The buildings occupy the former site of Schubart Park.
Here, even the name Pretoria is barred, let alone names like Kruger and Verwoerd.
Nearby, a government building. It was built during the last days of apartheid. Any ideas about its occupant?
Not a big surprise.
From the other side.
We've withdrawn a mile to the east to the immaculate gardens of the Union Buildings, built after the Boer War as the administrative capital of the Union of South Africa.
The buildings were designed by Herbert Baker, who went on to design New Delhi.
One of the sadder policies of President Thabo Mbeki was closing off the Union Buildings to public view. Back in 1990, they looked like this. Grand as they may be, Baker actually planned a third tower, higher than the existing two and set back from them. A drawing showing this third tower, The Temple of Peace, appears in Michael Keath's Herbert Baker: Architecture and Idealism, 1892-1913, the South African Years, , p. 170. The existing towers, according to Baker's 1944 autobiography, Architecture and Personalities, were conceived as "symbolizing the two races of Southern Africa," presumably meaning British and Afrikaner. Keath dismisses this as "a romantic afterthought."

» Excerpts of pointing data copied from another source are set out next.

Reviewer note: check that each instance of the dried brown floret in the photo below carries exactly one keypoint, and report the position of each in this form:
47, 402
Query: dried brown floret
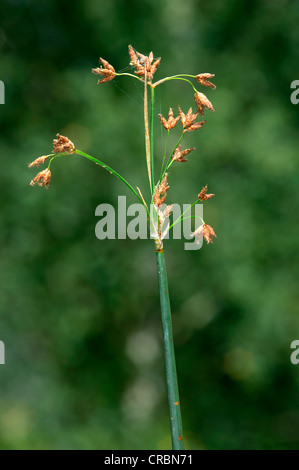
107, 72
63, 144
179, 155
187, 119
167, 211
38, 161
204, 230
203, 196
202, 102
203, 79
43, 178
172, 121
208, 233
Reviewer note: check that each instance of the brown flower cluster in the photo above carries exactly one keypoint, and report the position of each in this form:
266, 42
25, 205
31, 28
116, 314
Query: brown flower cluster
188, 121
38, 161
204, 79
63, 144
179, 155
144, 65
202, 102
206, 231
161, 192
171, 122
43, 178
106, 71
203, 196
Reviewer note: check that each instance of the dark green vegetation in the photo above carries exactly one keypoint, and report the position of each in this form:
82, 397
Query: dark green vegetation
80, 317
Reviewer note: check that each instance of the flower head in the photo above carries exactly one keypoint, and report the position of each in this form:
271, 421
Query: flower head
172, 121
161, 192
203, 196
63, 144
187, 119
203, 79
202, 102
38, 161
204, 230
208, 233
107, 72
43, 178
179, 155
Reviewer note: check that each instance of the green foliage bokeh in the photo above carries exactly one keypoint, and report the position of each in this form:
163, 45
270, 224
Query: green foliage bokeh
80, 317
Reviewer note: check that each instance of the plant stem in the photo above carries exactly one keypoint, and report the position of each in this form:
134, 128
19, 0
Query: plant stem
152, 134
171, 375
147, 137
113, 172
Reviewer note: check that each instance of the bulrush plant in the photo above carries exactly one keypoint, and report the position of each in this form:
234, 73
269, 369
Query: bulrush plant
156, 209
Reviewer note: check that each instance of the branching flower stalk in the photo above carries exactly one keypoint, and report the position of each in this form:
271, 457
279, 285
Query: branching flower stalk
157, 214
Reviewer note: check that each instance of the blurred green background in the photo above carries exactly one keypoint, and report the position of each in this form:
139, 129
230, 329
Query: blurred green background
80, 317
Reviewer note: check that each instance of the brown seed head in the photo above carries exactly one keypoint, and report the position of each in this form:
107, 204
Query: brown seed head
198, 234
179, 155
38, 161
167, 211
203, 79
107, 72
161, 192
43, 178
203, 196
187, 119
63, 144
172, 121
208, 233
202, 102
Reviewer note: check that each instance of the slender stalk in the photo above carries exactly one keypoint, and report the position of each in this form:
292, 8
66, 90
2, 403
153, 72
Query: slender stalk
113, 172
147, 137
164, 156
174, 77
171, 374
152, 134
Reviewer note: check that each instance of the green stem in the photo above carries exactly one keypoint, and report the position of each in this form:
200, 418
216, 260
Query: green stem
164, 156
181, 216
170, 160
174, 77
152, 135
111, 171
129, 75
171, 375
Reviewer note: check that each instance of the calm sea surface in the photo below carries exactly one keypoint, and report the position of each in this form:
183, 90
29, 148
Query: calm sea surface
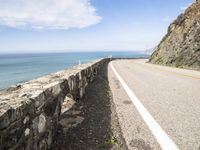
15, 68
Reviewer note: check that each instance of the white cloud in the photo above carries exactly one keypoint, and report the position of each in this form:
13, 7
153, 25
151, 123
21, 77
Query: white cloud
183, 8
51, 14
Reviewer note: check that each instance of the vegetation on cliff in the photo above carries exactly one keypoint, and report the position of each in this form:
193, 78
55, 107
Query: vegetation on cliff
181, 46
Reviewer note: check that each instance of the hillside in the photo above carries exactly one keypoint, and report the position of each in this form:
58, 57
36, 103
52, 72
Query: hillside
181, 45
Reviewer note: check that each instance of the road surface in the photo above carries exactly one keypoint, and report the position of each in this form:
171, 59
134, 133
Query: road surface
157, 106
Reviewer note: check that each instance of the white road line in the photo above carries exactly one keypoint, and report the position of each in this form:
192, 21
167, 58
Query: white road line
161, 136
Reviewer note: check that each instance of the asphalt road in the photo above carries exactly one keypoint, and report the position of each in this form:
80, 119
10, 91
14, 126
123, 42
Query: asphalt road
170, 95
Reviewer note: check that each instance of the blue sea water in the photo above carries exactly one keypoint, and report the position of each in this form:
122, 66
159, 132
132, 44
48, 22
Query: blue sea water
15, 68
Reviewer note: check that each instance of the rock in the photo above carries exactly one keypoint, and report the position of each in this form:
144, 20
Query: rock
181, 46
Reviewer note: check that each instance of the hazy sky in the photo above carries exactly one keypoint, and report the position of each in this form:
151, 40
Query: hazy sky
85, 25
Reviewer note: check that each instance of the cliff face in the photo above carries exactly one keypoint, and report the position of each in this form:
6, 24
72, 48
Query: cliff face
181, 46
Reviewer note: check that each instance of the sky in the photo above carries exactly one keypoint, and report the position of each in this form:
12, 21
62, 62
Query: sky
36, 26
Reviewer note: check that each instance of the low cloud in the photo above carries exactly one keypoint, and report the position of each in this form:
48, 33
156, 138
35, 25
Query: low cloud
183, 8
48, 14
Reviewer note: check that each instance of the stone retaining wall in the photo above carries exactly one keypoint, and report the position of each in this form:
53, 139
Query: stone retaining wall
29, 112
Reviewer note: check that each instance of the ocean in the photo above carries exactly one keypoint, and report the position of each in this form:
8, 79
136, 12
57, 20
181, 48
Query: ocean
16, 68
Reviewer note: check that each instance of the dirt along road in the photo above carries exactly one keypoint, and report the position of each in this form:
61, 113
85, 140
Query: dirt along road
157, 106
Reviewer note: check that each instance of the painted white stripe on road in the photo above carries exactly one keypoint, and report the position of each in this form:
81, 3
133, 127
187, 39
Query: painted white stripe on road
161, 136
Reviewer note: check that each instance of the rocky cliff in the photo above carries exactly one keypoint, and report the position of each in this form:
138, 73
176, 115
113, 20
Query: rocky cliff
181, 46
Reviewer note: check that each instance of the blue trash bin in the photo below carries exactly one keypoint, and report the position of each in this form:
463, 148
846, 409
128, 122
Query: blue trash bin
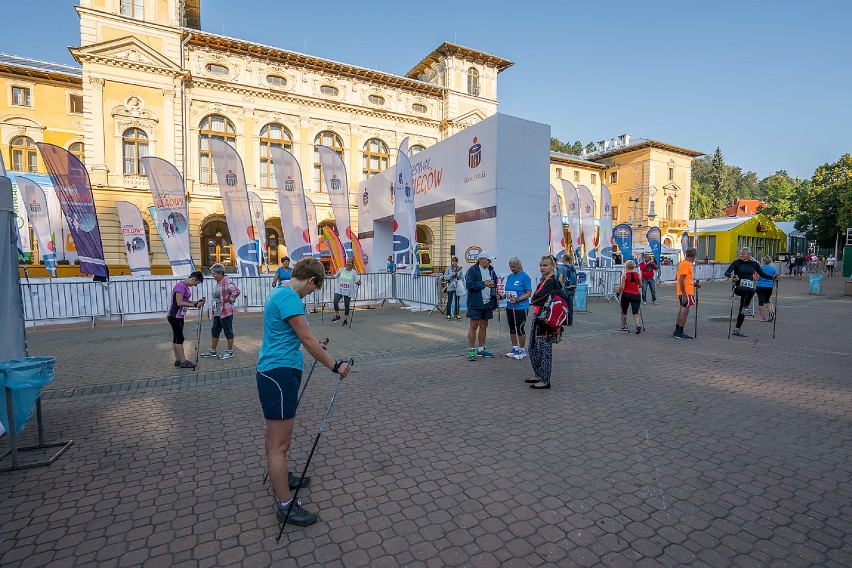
815, 284
24, 378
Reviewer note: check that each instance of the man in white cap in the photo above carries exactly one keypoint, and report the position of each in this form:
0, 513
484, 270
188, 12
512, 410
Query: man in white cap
481, 284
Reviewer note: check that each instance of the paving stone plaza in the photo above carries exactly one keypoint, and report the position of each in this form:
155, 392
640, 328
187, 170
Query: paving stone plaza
647, 451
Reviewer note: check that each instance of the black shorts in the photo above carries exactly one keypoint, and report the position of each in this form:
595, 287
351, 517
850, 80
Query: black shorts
278, 390
177, 329
516, 319
221, 324
480, 313
764, 296
631, 300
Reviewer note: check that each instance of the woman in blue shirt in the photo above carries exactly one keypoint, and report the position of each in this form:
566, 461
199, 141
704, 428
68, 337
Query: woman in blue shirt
764, 289
517, 292
279, 373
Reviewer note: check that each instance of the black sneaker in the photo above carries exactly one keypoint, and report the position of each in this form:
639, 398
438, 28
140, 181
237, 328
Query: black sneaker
298, 516
293, 480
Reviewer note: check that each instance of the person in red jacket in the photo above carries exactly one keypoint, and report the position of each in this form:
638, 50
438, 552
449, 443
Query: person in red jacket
648, 269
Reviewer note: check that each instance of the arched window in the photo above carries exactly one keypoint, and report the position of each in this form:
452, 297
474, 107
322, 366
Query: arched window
218, 128
333, 141
134, 148
77, 149
272, 136
473, 82
376, 157
24, 154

A view back toward the city.
Baker added many nice touches.
Everything was customized, even the drains, here with a logo for the Union of South Africa.
The Boers in the 1930s decided to create their own monument, the Voortrekker Monument.
It was completed and dedicated in 1949. In its somber mass it echoes the Battle of the Nations monument in Leipzig, completed in 1913 to mark the centennial of one of Napoleon's major defeats.
Here, with a symbolism unique to the Boers, the monument is ringed by 64 stone wagons, drawn into a protective circle.
A closer look.
Figures at the corners of the monuments include this one of a marionettish Piet Retief, massacred by the Zulus under Dingane in 1838 and avenged later that year at Blood River by Boers under the command of Andries Pretorius.
At the entrance, an iconic but almost faceless pioneer woman. The sculptor, Anton van Wouw, had previously made the statue of Kruger back in Pretoria, and he went on to make the figures at the memorial to women in Bloemfontein.
Inside the "Hall of Heroes," the saga is told figuratively. Here Retief attempting sweet reason.
The Boer woman direct their men to seek revenge. The men seem none too enthusiastic, but the woman aren't just asking politely.
This time it's the Zulus who are slaughtered.
The women stand at the ready, too.
The Boers weren't always quite so messianic. Here's the country home of General Smuts.
It's the least pretentious home imaginable, cobbled together from mobile military buildings sold by the British. It's a museum now, and in Smuts' time was apparently a chaos of his rampaging children. Smuts did have a study to which he could retreat.
Nearby, in the town of Irene, the more pacific or at least rustic ideal of Boer culture lives on.
And west of Irene there's a brand new mall, most interesting because it sits smack atop a townsite formerly called Verwoerdburg Stad.
A part of it survives here in what was the Verwoerdburg Town Hall. There are no signs to indicate the name change, and the place has now reverted to its earlier name of Lyttelton Manor.
There's a local shopping center here, too.
And a train station, where the foolhardy or desperate can snag free rides.